8

Libsodium builds their KDF on top of BLAKE2b:

BLAKE2B-subkeylen(key=key, message={}, salt=subkey_id || {0}, personal=ctx || {0})

Besides the key, the function has two additional arguments: The subkey ID (a 8 byte value which is 0-padded and becomes the salt) and a personalization context. They document those two values as follows:

subkey_id can be any value up to (2^64)-1

And:

Similar to a type, the context ctx is a 8 characters string describing what the key is going to be used for. Its purpose is to mitigate accidental bugs by separating domains. The same function used with the same key but in two distinct contexts is likely to generate two different outputs. Contexts don't have to be secret and can have a low entropy.

If I understand this correctly, both the 8-byte subkey ID (which becomes the 16-byte salt) and the 8-byte ctx (which becomes the 16-byte personalization) are used for "namespacing", don't have to be secret and may be of low entropy.

In BLAKE2b, what is the difference between the salt and the personalization context? Can the personalization context be considered the "second part of the salt", introduced only for semantic purposes?
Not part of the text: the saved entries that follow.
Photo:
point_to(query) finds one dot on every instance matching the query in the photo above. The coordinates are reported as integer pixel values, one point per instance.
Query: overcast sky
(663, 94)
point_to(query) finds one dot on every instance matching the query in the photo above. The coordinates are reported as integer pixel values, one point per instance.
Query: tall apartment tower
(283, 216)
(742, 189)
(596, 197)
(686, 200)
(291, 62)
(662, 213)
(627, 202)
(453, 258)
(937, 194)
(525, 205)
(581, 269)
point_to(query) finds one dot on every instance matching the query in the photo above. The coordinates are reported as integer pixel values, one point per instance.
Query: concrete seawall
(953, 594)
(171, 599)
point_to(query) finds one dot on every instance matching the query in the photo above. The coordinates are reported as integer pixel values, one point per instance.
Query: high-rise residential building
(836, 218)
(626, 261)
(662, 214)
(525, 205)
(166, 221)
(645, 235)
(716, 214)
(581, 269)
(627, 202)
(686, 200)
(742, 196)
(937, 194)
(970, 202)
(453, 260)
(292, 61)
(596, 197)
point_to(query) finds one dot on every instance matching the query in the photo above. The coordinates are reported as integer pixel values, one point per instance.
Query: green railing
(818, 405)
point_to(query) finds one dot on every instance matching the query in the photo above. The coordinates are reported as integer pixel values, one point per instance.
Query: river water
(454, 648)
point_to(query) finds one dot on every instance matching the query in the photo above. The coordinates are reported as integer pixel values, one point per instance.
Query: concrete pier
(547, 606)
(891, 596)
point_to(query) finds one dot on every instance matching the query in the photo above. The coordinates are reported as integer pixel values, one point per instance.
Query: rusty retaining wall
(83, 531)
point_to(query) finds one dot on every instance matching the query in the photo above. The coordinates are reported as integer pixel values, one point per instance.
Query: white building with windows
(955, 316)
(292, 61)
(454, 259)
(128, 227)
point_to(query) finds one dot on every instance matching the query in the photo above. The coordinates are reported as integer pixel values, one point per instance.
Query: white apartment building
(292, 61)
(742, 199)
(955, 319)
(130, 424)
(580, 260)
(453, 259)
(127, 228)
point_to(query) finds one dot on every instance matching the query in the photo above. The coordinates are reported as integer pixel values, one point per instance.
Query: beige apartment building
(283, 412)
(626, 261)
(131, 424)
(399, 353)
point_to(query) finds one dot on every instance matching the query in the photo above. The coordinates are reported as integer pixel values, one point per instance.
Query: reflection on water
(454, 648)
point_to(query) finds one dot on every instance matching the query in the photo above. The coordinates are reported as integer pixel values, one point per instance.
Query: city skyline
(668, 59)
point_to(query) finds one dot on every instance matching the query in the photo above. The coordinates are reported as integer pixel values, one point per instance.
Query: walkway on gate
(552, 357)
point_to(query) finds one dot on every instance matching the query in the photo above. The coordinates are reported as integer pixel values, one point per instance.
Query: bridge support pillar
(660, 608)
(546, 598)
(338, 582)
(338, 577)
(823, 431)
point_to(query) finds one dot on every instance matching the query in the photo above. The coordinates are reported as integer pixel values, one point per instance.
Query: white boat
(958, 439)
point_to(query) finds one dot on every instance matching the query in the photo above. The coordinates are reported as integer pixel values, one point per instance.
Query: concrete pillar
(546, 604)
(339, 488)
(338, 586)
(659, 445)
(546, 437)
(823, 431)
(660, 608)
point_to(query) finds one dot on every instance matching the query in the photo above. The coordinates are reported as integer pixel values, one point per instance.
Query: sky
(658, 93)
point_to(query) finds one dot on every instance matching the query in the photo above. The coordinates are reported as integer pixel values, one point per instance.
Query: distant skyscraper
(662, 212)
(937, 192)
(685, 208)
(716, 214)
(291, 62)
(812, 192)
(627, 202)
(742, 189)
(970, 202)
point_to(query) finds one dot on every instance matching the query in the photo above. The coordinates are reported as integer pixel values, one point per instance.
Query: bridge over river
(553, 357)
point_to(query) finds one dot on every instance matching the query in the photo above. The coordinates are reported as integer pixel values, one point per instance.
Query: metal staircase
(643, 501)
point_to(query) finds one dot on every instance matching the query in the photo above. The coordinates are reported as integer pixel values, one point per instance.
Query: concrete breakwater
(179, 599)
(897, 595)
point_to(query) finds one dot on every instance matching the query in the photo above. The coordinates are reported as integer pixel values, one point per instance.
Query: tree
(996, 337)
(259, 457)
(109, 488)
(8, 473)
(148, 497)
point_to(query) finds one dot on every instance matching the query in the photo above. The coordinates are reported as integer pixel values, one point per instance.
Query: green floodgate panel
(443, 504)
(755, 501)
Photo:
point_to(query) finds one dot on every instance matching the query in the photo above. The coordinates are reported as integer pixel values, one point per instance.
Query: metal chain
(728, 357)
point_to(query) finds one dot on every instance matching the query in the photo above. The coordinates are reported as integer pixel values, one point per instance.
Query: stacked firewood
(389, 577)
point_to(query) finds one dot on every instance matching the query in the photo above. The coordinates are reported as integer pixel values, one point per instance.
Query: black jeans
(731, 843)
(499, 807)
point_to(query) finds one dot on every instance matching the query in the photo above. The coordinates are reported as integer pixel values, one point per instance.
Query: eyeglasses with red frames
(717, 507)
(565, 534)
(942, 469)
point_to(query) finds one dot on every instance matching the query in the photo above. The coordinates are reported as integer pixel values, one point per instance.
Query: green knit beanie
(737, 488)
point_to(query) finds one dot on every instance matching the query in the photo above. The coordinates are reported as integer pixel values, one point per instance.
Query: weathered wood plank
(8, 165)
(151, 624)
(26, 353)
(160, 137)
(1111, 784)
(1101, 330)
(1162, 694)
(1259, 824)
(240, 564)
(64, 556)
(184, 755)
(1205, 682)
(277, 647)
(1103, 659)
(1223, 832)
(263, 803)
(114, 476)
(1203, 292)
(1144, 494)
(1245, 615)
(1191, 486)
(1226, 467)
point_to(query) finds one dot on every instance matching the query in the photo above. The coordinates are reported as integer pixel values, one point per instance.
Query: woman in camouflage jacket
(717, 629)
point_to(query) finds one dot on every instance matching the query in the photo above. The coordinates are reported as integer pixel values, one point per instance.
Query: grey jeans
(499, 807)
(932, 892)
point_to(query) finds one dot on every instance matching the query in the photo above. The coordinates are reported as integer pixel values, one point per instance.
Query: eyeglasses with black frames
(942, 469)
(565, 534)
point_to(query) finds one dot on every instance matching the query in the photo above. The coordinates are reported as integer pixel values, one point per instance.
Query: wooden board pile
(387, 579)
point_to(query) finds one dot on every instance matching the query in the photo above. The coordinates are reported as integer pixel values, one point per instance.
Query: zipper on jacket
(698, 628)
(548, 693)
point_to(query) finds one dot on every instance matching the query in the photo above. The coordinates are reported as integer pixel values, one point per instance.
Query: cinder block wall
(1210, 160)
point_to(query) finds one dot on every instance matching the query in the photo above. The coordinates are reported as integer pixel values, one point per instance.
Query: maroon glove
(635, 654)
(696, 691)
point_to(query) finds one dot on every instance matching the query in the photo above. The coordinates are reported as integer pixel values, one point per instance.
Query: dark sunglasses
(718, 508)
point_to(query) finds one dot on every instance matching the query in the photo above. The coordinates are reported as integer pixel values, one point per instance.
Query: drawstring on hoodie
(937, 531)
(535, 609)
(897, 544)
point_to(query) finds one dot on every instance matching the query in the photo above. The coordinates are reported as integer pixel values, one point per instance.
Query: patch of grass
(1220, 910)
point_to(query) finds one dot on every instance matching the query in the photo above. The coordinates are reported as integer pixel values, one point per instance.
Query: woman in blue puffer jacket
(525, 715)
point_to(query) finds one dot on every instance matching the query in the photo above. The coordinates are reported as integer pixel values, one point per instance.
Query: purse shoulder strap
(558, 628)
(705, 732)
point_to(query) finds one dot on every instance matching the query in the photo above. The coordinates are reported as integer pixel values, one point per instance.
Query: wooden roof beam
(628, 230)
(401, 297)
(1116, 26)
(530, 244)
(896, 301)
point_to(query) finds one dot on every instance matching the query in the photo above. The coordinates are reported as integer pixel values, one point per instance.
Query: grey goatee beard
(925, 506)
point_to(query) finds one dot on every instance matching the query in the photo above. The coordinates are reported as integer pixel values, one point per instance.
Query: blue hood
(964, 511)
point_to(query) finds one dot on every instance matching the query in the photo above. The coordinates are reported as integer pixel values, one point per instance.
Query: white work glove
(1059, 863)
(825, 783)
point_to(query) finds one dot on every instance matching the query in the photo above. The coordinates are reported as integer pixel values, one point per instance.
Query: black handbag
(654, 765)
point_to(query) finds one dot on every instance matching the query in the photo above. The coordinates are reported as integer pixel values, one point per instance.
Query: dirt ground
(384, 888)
And if yes, wouldn't using a single 32-byte salt be simpler to understand and less error-prone to implement?

2 Answers2

5

Context should be constant for one "keystore": that is the property of the KDF that is used for namespacing the salt space and make sure that two different application (or keystore) will not reuse the same salt.

Subkey_id, however, needs to be different for each key within a given key store and it is NOT to be used for namespacing. It can be constant for a given subkey ID though (even when the unhashed data changes).

The purpose if to make sure different applications can safely generate unique salt values without having to perform a full scan: all you need if for each app to have it's own context and then they can use a simple counter for subkey ID.

Stephane
  • 296
  • 2
  • 5
1

I know this is an old question but I had the same question and after a bit of searching I think found the answer so I wanted to share:

The difference between the salt and the personalization contex can indeed be considered purely semantic.

More details

Looking at the implementation in libsodium we simply xor all the parameters into the Initialization Vector which then forms the basis for the hashing rounds.

blake2b_init_param(blake2b_state *S, const blake2b_param *P)
{
    size_t         i;
    const uint8_t *p;
blake2b_init0(S);
p = (const uint8_t *) (P);

/* IV XOR ParamBlock */
for (i = 0; i < 8; i++) {
    S->h[i] ^= LOAD64_LE(p + sizeof(S->h[i]) * i);  // <- here
}
return 0;

}

Looking also at the blake2b_param definition we have:

typedef struct blake2b_param_ {
    uint8_t digest_length;                   /*  1 */
    uint8_t key_length;                      /*  2 */
...
    uint8_t salt[BLAKE2B_SALTBYTES];         /* 48 */
    uint8_t personal[BLAKE2B_PERSONALBYTES]; /* 64 */
} blake2b_param;

Because this is a cryptographic hashing algorithm, if even a single bit changes in its initialization parameters, the whole output will change in a way that's essentially impossible to trace back.

As such, in practice there is no difference between the salt, personalization or even (I think?) the initial key that gets passed into the algorithm. Everything gets digested to a fine and untraceable binary paste :)

Hope this helps!